I sometimes don’t recognize something new until it hits me over the head – a few times.  So when I realized that I had heard about this workplace tool three times in as many days, I thought I should check it out.

The tool is called LINKEDIN.  It’s a social networking site for business professionals and career –minded folks- a MySpace for professionals, if you will- that’s gaining a steady following.

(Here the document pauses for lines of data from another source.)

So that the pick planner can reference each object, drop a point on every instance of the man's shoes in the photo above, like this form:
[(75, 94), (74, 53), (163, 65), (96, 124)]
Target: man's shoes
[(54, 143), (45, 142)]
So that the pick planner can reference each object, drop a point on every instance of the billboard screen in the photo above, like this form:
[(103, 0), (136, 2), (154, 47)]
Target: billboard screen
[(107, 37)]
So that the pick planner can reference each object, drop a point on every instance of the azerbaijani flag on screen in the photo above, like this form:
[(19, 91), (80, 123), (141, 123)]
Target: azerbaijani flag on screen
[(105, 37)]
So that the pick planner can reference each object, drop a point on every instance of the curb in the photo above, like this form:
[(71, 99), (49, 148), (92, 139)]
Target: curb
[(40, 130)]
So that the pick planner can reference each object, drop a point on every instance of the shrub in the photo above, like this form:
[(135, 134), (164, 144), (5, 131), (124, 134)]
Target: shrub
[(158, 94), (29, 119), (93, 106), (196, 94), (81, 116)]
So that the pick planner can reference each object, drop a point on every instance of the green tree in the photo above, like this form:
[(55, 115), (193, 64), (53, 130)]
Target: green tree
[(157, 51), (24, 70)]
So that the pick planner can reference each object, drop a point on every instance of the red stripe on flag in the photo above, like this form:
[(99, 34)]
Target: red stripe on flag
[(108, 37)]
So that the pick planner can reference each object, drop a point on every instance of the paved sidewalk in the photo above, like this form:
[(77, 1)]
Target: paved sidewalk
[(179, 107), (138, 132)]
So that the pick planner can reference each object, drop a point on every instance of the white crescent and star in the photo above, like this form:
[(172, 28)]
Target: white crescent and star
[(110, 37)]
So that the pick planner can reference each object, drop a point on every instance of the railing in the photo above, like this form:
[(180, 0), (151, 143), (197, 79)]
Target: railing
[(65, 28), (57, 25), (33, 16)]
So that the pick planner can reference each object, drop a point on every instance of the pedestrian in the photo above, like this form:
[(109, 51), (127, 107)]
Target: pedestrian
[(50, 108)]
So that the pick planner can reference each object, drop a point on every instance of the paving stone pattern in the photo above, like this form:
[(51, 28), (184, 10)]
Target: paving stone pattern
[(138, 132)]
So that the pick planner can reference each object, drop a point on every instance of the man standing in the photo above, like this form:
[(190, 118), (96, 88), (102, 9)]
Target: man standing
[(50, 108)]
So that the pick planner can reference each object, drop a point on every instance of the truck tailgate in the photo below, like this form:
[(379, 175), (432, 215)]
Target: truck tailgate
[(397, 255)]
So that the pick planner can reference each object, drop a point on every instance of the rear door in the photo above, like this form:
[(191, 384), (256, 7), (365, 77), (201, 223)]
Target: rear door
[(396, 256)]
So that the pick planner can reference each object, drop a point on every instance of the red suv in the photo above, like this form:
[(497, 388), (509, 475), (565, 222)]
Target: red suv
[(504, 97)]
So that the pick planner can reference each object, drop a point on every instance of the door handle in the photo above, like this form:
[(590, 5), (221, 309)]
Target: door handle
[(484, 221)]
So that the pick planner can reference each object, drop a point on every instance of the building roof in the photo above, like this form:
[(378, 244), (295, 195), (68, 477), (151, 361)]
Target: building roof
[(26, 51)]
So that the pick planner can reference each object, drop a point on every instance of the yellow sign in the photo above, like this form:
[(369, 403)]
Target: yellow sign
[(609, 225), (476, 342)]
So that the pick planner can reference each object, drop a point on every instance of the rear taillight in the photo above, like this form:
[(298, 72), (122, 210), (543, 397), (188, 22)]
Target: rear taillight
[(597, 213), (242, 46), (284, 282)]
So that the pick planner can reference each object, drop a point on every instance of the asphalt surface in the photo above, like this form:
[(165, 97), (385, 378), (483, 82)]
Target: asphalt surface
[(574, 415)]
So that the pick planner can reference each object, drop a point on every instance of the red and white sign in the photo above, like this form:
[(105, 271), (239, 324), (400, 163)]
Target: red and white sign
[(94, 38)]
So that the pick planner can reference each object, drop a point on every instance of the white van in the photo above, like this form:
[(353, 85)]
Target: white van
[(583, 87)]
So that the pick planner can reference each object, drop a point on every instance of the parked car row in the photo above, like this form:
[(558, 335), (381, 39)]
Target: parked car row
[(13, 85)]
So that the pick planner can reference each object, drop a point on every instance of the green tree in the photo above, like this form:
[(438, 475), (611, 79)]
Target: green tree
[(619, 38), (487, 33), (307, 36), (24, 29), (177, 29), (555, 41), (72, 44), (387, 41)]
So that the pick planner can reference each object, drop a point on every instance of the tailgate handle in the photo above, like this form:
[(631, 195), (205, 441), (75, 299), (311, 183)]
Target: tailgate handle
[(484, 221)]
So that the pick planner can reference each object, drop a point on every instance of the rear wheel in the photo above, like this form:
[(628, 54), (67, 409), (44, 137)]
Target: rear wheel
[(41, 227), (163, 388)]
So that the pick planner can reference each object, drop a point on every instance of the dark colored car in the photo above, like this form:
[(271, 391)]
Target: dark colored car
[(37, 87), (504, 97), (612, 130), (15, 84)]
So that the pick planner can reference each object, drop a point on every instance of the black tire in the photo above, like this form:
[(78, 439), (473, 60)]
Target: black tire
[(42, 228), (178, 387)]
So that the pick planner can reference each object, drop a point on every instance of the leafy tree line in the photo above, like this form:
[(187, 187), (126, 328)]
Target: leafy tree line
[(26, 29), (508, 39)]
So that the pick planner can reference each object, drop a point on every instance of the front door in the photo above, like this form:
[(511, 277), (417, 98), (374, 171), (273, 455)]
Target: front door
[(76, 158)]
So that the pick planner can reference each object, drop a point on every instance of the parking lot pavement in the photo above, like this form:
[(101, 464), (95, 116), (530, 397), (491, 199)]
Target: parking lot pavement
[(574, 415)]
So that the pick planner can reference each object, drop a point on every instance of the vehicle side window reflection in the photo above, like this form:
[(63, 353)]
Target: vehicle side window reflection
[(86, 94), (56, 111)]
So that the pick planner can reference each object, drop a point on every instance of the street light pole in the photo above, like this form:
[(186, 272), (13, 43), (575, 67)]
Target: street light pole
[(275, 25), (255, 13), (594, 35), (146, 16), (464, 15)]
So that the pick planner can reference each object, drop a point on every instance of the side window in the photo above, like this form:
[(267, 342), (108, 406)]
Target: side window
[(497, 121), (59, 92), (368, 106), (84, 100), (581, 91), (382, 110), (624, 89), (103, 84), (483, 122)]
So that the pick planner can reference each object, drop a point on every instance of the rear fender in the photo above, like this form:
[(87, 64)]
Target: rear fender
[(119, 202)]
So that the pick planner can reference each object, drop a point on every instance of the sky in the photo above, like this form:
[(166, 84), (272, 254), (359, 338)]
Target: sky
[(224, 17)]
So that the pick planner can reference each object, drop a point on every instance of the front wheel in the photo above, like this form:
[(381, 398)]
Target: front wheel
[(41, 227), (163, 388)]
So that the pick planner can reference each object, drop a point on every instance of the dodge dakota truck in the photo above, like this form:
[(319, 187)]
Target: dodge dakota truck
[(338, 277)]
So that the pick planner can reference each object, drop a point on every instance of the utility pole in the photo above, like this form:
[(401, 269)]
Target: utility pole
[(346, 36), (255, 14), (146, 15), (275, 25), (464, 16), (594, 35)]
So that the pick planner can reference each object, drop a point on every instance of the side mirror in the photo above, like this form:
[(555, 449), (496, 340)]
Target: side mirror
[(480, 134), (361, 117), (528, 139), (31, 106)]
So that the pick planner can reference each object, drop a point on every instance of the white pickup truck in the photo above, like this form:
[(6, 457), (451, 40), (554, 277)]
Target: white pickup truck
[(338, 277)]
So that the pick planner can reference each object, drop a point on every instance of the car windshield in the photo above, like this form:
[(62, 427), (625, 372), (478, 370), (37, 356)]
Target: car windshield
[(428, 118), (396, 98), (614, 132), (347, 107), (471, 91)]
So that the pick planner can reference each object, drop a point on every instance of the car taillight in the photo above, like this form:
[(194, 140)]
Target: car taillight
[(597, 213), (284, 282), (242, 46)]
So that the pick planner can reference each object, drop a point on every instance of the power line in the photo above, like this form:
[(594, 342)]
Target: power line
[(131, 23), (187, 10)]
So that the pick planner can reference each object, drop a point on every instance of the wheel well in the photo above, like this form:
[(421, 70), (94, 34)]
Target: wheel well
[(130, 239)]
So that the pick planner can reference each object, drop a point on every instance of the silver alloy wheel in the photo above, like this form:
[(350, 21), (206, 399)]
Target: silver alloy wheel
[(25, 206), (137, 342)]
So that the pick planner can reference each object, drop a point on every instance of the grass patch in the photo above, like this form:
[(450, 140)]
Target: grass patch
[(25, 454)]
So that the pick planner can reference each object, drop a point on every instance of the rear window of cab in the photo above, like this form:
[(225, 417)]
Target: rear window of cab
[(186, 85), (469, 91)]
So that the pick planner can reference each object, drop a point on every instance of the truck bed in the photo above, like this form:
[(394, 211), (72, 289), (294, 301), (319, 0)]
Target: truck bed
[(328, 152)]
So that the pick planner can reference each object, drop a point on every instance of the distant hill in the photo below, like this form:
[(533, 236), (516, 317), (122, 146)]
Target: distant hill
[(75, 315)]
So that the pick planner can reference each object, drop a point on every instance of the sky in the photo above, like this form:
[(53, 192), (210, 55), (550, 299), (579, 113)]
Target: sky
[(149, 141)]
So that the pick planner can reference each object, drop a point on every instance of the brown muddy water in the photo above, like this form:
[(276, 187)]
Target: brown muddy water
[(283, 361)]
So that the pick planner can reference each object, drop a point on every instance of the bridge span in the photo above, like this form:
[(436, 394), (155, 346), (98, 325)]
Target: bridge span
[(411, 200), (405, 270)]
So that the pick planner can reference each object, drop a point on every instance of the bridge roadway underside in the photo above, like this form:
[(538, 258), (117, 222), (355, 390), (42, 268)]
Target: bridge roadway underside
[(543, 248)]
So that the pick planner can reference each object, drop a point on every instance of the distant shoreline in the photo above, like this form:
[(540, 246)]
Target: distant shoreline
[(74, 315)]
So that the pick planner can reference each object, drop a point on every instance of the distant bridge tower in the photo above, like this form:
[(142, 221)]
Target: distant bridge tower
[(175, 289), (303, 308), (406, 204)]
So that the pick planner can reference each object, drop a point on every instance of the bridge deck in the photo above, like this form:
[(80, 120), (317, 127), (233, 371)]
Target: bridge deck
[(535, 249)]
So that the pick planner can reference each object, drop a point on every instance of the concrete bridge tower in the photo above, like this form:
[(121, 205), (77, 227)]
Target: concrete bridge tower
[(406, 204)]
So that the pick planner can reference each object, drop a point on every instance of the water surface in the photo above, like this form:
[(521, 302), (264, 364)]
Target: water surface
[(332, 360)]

I recently received a press release from a company touting its recent growth.  

Last week I received a link from a colleague to his column explaining how LINKEDIN helped him track and expand his voluminous contacts.

The nuts and bolts are:

You first create a free account, then fill out a profile of yourself and then explore the “find people” space to see which of your contacts is already in LINKEDIN.  Then you can ask them to to connect with you.  Once they do, they become your first-degree connections and their connections become part of your network, as “second degree” connections.

The connections of these second-degree folks become your “third-degree connections”.  All of this is done through the system.  As of now, I have a stack of connections, hundreds of second-degree connections and thousands of plus connections in my network. 

I can search my network and contact anyone on it, but the reason the system works is that I can only connect with my direct connections directly.  Everyone else has to be connected through the folks I know.  They hear only from people they already know directly.  So it’s basically friends - or acquaintances - making the initial connection.

Nowdays, when someone asks me for a contact, that is not a BNI member, I tell them to join LINKEDIN, connect with me there and search my contacts.  They use the system to send my contacts a message via me.  I then judiciously decide whether to forward the message or not.  I have declined to forward messages in some cases when the contact would not be appropriate. 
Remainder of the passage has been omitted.